For the year, Williams saw growth, and a lot of it. Net income was $862 million, an increase of $1 billion over the 2018 net income. The net income per share was 71 cents compared to the loss of 16 cents a share in 2018.
The adjusted income per share was 99 cents, 25% more than 2018. The company’s adjusted EBITDA was $5.02 billion, up $377 million or 8% over 2018.
The record 2019 adjusted EBITDA was driven by strong growth in Atlantic-Gulf and the Northeast as well as record fourth quarter volumes.
“Williams achieved yet another year of record results in 2019, once again delivering impressive year-over-year growth and exceeding guidance midpoints in our key financial metrics while dramatically reducing capital expenditures,”said Alan Armstrong, president and chief executive officer. “These results were underpinned by our strong operations – we set records for both gathered volumes and firm reserved transportation capacity, and our safety metrics continue to improve. We also generated cash in excess of dividends and capital expenditures, reflecting the combined impact of strong business performance, capital discipline and our ongoing portfolio optimization efforts.”
He thinks the company is in good shape looking forward to 2020 operations.
“Williams remains extremely well-positioned to capture long-term sustainable growth with our natural gas focused strategy. We continue to see demand for new transport capacity along our premier interstate transmission systems, and the scale and location of our deepwater Gulf of Mexico assets provide a strong competitive advantage to capture emerging growth opportunities.”
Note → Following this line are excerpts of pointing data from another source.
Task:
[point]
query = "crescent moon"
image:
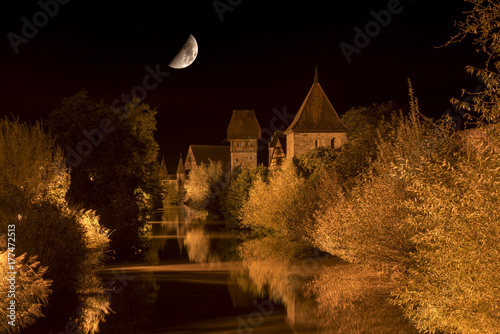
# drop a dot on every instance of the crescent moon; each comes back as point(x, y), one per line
point(187, 55)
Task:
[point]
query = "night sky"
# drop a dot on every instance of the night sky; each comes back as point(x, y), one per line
point(261, 56)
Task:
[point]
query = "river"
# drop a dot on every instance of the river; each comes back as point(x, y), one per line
point(198, 277)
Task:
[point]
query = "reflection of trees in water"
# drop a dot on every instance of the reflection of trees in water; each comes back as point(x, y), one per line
point(202, 248)
point(198, 246)
point(355, 299)
point(131, 305)
point(337, 297)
Armstrong added, “Natural gas has been – and will continue to be – a cornerstone of our nation’s prosperity in the 21st century and a critical part of our clean energy future. Abundant, low cost and reliable natural gas has driven significant reductions in U.S. CO2 emissions, lowered consumers’ utility bills and paved the way for investment in renewables. As the American energy leader that safely handles 30% of the nation’s natural gas, Williams’ large-scale infrastructure is ready to meet continued demand growth, both in the U.S. and abroad.”